After the rising in Wexford, James Dixon went to England with Col. George le Hunte (a noted loyalist squire of Altramont, Castlebridge) and Draffen. On landing at Milford Haven he was attacked by an enraged mob of protestant refugees from the Wexford rebellion, and escaped with his life only through the physical intervention of Draffen. He was arrested, brought back to Wexford, and charged with having ‘commanded a company of rebels at the battle of Tubberneering’, near Gorey. His kinship to the Thomas Dixons mentioned above, and the fact that his older brother Nicholas had also been an officer in the insurgent army, would certainly have made him guilty by association in the eyes of the authorities and would have secured his conviction. Despite an appeal for clemency to the lord lieutenant, Cornwallis (qv), from Draffen – a singular event at that time – testifying to his complete innocence of any complicity in the rising, he was courtmartialled in Waterford (1799) and sentenced to be hanged, but this was commuted to transportation for life to New Holland (Australia). While awaiting transportation, he was put in grim confinement in Geneva Barracks, Waterford. It is certain that Dixon took no part whatever in the rising: this was attested on oath by Draffen, le Hunte, Bishop James Caulfield (qv) of Ferns, and several other notable persons of Castlebridge area at the time, and by his ecclesiastical superiors when he afterwards became PP of Crossabeg.

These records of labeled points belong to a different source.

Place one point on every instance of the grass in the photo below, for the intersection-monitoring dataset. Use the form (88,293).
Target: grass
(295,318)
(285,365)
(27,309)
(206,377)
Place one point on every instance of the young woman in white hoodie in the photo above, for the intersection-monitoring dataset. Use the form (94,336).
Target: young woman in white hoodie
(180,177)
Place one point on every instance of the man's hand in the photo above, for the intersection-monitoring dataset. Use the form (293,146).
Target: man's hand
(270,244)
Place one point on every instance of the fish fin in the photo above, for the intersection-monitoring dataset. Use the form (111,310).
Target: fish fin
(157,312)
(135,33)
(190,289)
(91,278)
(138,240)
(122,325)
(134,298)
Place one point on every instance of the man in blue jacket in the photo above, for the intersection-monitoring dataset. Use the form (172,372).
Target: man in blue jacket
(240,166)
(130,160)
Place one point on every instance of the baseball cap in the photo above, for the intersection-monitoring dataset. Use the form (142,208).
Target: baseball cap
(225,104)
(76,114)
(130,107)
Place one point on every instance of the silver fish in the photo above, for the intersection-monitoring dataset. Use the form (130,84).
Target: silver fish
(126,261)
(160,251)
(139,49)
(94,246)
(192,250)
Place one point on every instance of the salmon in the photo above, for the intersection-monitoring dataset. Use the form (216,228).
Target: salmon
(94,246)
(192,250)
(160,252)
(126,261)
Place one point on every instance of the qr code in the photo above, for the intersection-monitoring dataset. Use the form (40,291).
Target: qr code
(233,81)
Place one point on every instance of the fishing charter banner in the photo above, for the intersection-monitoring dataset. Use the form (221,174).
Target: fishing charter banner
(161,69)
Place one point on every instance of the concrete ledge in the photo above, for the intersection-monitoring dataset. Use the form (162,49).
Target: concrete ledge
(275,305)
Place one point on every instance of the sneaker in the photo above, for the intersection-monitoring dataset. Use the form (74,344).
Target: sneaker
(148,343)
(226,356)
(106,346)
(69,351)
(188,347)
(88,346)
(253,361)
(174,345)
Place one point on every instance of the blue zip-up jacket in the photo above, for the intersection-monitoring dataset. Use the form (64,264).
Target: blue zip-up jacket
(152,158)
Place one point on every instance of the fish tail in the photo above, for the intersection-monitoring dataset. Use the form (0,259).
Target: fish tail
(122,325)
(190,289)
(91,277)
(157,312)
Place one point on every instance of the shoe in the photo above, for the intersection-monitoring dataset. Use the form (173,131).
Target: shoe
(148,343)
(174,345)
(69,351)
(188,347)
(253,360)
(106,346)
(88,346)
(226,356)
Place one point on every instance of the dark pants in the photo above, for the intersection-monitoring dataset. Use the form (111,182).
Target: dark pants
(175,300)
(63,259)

Together with his fellow priests and transportees Harold and O'Neill, he reached Port Jackson (Sydney) on 16 January 1800 on board the Friendship. Because of his physical condition and good conduct, the colonial governor King allowed him to remain at Port Jackson and gave him conditional emancipation by order of 19 April 1803, ‘to exercise his clerical functions’ publicly. He was thus the first priest allowed (under strict supervision) to celebrate mass in the colony ‘once in three weeks in the settlements at Sydney, Parramatta, and Hawkesbury, in rotation’. On 15 May 1803 he was appointed ‘prefect apostolic of New Holland’ (later ‘of Australia’) by the Holy See – the first catholic ecclesiastical appointment in Australia. He would retain that position until 1816. He celebrated his first public mass on that day and was put on a salary of £60 by Governor King.
The permission to celebrate mass was revoked in November 1804, and an order was issued early the following year compelling all convicts to attend the services of the Church of England under pain of transportation to a penal settlement. It is not clear if these restrictions were subsequently relaxed or ignored, but Dixon laboured under covert and difficult circumstances for a further eight years in the Sydney area as a missionary to the catholic population. It has long been assumed that the revocation of permission was due to an attempted rising by Irish catholic convicts who had perhaps been using the masses to meet and develop their seditious plans. However, the 'rising' likely relates to a major convict escape attempt from a government farm west of Sydney in March 1804. Many but not all of those involved were Irish catholics, and two of the nine hanged in the aftermath were English. So the reason for the withdrawal of Dixon's right to preach cannot be categorically stated.
In an 1806 muster he was described as ‘Roman Catholic priest, self employed’. At the representation of Patrick Ryan (d. 1819), the new bishop of Ferns, Dixon was finally permitted in 1808 to return home, and arrived back in Ireland the following year, where he lived for many years with his brother Nicholas (who, despite some involvement in the rising, had escaped punishment and continued in business until his death in 1816). In 1810 he was made curate, and in 1819 parish priest, in the parish of Crossabeg and Ballymurn, Co. Wexford, where he remained for twenty-one years.
Dixon lived to see the abolition of tithes, the disbandment of the hated yeomanry, and the passage of the catholic emancipation act of 1829, which finally removed many of the provisions operating against the catholic faith. He died 4 January 1840, aged eighty-two, at the Franciscan friary, Wexford, and is buried in Crossabeg, where there is a monument erected to him. He is commemorated in a stained-glass window in Sydney cathedral.